И вдруг у забора послышался тихий, жалобный голос:
— Девочка, извини, пожалуйста, мы очень просим — подай нам мяч.
Она не поверила своим ушам. Те ли это мальчишки?.. Нет, правильно — те. И смуглый, в синей рубашке, и другой — пониже, с соломенными волосами. Это он и говорил сейчас. Ну, если так вежливо просят, тогда другое дело.
— А куда упал мяч? — привстав на цыпочки и вытянув тонкую шею, спросила Данка.

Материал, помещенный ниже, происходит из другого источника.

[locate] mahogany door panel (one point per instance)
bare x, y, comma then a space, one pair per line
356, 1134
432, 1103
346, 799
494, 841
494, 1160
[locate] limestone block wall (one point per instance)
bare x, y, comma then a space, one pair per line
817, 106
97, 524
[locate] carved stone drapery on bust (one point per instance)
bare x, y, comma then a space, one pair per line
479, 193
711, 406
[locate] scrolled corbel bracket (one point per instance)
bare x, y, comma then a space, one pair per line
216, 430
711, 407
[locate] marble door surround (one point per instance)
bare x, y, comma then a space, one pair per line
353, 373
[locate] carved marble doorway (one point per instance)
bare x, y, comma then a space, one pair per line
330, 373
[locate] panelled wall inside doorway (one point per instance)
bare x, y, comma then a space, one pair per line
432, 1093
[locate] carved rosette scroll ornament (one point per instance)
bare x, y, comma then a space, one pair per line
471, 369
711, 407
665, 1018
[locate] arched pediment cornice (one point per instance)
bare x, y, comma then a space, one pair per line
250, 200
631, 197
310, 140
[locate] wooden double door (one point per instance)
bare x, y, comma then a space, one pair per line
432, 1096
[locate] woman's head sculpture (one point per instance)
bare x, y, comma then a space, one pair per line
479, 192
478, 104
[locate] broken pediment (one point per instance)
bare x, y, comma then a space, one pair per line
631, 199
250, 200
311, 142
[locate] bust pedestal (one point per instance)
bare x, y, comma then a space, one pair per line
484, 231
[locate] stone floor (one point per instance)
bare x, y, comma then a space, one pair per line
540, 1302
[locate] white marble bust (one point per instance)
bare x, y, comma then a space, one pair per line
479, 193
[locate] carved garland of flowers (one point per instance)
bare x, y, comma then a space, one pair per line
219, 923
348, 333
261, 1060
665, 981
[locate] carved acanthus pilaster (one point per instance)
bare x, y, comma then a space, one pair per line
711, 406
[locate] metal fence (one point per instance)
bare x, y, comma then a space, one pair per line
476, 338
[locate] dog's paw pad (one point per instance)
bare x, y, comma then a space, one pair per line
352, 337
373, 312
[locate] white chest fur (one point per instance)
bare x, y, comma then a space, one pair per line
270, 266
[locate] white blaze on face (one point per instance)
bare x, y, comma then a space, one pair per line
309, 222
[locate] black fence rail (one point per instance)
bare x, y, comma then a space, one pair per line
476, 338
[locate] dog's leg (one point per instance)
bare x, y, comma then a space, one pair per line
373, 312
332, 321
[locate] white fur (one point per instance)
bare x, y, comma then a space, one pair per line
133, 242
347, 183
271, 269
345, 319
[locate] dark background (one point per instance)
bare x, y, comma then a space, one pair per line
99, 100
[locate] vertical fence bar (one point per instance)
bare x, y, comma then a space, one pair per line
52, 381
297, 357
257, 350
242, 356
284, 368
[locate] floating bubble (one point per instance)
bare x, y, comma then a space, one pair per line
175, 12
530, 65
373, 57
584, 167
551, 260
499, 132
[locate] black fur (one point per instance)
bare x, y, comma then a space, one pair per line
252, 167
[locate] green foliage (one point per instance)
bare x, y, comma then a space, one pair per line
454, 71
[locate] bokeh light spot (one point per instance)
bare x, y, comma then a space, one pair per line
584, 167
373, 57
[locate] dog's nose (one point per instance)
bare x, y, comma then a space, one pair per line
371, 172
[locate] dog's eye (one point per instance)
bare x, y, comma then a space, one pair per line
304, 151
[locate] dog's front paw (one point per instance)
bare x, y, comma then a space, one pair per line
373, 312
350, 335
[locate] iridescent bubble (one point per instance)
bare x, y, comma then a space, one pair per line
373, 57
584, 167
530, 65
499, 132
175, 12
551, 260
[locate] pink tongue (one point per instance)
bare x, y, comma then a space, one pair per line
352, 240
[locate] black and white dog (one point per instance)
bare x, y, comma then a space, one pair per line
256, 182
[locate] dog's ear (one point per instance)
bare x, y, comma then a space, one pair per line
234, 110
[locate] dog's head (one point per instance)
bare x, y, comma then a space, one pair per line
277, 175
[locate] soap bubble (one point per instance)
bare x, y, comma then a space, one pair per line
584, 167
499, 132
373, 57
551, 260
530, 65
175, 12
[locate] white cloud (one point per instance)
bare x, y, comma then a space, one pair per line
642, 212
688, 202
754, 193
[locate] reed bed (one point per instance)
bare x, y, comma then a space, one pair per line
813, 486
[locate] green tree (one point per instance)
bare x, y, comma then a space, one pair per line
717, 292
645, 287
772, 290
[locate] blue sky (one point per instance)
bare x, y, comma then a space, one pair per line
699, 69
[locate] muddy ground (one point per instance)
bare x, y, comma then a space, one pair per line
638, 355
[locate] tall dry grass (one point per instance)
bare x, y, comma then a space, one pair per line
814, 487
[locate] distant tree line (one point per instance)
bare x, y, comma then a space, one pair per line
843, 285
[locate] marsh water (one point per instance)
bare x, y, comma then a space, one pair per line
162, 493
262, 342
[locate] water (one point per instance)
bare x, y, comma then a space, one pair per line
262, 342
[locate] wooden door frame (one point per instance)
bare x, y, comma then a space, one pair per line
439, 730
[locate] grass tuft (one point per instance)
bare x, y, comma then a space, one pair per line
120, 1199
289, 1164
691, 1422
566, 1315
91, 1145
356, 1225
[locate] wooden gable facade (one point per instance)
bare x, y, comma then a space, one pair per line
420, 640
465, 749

— Кажется, он в крапиву укатился, — ответил смуглый. — Разреши, пожалуйста, мы сами достанем. А то ты можешь обжечься.
Она совсем растерялась. И это говорит тот нахальный, высокомерный мальчишка?! Да что с ними сделалось?
— Пожалуйста. — Она чуть наклонила голову. — Входите. Дверь не заперта.
— Спасибо, — поблагодарил Эдик, входя во двор.
А дальше произошло такое, что даже Костя, готовый, кажется, ко всему, разинул от удивления рот.
— Мяч вон там, — Эдик показал рукой в самую гущу крапивы и, не раздумывая, решительно зашагал туда. А на ногах у него — только тапочки. Короткие штаны выше колен.
— Куда ты? — испуганно закричала Данка. — Я палку принесу.
Эдик будто не слышал. Сотни мельчайших иголочек впились в его кожу, но он не отступил. А потом, держа мяч в руке, он так же спокойно вышел из крапивы.
Данка смотрела на него изумленно, с ужасом.
— Зачем ты?.. Очень больно?
— Терпимо, — чуть покривив губы, ответил Эдик.
На самом деле терпеть уже не было сил. Ноги покрылись пятнами, их пекло, как огнем. Эдик наклонился, потер обожженную кожу руками и с улыбкой проговорил:
— По крайней мере, ревматизмом не заболею.
Глаза у Данки были все еще широко открыты.
— Но все равно — из-за мяча лезть в крапиву…
Пора было переводить разговор на другое. А то получается так: мяч достали, вроде и оставаться больше незачем. Это в расчеты Эдика не входило. Не для того он старался так точно забросить мяч в крапиву.